A história ensina que as palavras ao longo do tempo vão perdendo sentidos, agregando outros valores extrínsecos e sofrendo transformações etnológicas do momento. Como não poderia ser diferente, o contexto das vivências também interfere diretamente no significado das palavras pronunciadas, gerando reações adversas num mundo relativista e com percepções individualistas.
A leitura de cenário do cotidiano da existência que está em constante mutação brinda a presente época com um dualismo nada dialético entre o que é normal e o que é natural.
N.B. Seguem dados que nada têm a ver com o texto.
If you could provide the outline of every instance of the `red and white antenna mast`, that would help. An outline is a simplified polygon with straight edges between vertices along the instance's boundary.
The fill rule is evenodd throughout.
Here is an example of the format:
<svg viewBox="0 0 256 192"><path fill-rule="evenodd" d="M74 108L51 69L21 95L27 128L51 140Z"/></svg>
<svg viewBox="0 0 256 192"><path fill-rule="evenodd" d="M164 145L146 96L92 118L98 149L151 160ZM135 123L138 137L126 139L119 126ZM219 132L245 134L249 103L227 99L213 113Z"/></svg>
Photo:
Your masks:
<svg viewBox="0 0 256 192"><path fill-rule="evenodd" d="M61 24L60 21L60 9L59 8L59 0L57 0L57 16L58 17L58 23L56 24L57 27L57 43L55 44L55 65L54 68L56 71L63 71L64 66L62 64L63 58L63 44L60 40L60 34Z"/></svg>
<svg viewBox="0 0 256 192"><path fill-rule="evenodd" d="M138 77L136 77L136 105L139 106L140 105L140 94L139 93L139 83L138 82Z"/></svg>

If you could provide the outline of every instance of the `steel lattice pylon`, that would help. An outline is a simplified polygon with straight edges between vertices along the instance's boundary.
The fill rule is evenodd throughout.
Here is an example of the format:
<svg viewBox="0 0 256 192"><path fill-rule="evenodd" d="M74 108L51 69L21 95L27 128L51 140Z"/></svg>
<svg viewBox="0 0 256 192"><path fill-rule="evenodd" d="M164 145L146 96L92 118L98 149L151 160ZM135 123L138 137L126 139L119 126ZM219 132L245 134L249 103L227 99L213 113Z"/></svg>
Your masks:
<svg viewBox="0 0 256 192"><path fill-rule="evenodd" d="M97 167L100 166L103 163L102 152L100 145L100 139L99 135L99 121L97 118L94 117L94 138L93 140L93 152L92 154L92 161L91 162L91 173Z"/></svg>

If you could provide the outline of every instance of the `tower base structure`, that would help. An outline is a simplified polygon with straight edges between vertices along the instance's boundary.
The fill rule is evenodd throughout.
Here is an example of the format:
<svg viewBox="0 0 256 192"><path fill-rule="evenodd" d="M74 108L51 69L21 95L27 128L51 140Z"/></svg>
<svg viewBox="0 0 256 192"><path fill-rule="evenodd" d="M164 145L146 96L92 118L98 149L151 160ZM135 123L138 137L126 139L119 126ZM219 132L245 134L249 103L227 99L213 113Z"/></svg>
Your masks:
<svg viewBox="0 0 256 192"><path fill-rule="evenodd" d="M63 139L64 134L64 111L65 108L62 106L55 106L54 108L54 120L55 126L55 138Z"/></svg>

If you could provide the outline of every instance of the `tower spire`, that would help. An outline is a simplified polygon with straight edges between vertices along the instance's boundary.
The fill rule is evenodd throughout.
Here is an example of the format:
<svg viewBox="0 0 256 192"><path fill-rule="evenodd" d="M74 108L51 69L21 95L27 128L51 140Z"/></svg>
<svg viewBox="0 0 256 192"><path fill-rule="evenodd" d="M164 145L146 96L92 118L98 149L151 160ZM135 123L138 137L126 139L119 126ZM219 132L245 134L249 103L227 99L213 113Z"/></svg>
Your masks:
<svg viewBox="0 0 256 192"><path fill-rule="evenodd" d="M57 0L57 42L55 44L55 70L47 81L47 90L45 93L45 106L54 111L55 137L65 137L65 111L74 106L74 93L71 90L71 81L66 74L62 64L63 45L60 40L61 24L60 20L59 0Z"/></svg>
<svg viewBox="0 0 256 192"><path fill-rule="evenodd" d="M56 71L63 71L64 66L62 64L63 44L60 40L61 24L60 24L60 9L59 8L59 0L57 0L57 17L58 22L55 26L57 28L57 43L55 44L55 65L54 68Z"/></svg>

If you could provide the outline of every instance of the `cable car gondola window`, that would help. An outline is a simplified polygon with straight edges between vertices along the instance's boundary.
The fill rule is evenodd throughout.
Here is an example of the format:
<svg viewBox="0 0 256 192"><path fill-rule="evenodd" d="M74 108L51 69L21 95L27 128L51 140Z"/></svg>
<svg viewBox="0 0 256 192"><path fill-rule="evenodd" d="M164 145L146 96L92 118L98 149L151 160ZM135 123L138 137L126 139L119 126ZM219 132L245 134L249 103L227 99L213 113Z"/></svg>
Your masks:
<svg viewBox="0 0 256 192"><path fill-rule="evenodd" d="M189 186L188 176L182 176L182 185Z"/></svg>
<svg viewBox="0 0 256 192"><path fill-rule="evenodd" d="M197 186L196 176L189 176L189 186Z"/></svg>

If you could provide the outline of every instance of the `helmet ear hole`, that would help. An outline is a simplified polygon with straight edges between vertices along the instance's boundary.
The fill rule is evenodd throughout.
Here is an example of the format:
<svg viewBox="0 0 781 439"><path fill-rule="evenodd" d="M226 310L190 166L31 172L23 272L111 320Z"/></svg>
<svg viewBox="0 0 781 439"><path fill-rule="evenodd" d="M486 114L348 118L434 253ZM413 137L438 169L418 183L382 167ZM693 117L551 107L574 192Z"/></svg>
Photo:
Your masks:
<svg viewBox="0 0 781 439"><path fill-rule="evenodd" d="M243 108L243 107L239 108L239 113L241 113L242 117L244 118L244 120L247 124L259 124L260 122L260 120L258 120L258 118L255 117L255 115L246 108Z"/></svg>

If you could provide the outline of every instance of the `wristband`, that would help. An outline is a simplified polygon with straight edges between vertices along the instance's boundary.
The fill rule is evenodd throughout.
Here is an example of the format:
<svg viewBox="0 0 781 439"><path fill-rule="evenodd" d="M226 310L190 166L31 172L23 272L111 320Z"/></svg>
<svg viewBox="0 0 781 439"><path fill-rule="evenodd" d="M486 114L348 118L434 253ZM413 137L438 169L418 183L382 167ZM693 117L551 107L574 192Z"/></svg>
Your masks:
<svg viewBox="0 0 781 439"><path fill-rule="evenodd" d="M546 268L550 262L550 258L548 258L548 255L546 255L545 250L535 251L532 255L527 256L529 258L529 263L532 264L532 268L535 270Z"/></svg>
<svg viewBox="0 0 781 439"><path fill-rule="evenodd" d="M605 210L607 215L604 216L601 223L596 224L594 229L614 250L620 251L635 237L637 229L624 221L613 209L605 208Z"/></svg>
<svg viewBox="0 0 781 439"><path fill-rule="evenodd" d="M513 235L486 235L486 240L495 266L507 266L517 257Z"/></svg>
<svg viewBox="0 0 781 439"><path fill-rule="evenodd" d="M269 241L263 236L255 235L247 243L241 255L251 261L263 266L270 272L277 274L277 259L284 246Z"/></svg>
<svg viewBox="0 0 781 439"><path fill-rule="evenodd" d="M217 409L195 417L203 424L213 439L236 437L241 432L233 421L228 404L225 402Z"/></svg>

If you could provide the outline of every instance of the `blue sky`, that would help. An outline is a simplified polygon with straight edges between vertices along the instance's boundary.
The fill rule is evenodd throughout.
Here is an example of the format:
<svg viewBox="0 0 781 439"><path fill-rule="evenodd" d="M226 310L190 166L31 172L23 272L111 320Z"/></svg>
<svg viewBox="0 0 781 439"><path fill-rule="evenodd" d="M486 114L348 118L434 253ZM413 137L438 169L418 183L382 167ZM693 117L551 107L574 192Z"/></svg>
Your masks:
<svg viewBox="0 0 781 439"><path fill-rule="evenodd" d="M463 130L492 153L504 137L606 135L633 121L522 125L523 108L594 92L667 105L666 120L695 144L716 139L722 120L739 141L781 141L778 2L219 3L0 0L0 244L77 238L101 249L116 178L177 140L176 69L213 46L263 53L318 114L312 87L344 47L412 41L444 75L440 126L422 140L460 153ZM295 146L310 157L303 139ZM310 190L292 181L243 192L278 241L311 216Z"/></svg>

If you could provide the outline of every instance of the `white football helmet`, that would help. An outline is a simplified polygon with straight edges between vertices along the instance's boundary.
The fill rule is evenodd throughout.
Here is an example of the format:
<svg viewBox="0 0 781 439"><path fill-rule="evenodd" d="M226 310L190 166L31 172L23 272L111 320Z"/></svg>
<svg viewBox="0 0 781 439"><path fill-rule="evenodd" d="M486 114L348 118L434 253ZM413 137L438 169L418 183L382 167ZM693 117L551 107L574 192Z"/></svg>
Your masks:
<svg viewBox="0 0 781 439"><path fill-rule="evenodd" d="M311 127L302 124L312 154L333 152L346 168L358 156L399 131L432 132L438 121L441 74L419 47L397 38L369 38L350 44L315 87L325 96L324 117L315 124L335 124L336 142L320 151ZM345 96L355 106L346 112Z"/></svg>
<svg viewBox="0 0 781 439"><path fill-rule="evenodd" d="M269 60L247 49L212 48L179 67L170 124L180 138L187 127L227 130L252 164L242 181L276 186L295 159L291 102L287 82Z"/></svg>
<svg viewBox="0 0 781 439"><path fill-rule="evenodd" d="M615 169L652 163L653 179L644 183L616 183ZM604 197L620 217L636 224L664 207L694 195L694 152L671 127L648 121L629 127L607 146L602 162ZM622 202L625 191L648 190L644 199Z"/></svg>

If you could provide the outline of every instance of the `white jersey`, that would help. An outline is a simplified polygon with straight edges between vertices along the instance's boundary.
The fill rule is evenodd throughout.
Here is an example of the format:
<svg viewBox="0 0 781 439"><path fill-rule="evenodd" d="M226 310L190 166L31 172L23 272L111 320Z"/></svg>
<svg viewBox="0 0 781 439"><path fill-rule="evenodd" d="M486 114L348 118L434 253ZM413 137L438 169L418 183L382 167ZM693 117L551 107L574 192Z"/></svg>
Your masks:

Na busca por definições, significados, sentidos e percepções interlineares do diálogo humano fazem-se necessário arrazoar entre o que se é natural e o que se torna normal na construção cognitiva do ser humano.
A definição de “natural” fornecida pelo dicionário percorre caminhos que retocam conceitos do tipo: não provocado pelo homem, espontâneo; ingênito; peculiar; provável; presumível; verdadeiro e simples. Todavia, o conceito de “normal” apresentado pelo dicionário tangia-se nos recônditos do tipo: conforme à norma ou à regra comum; que serve de regra, de modelo; exemplar; habitual e ordinário.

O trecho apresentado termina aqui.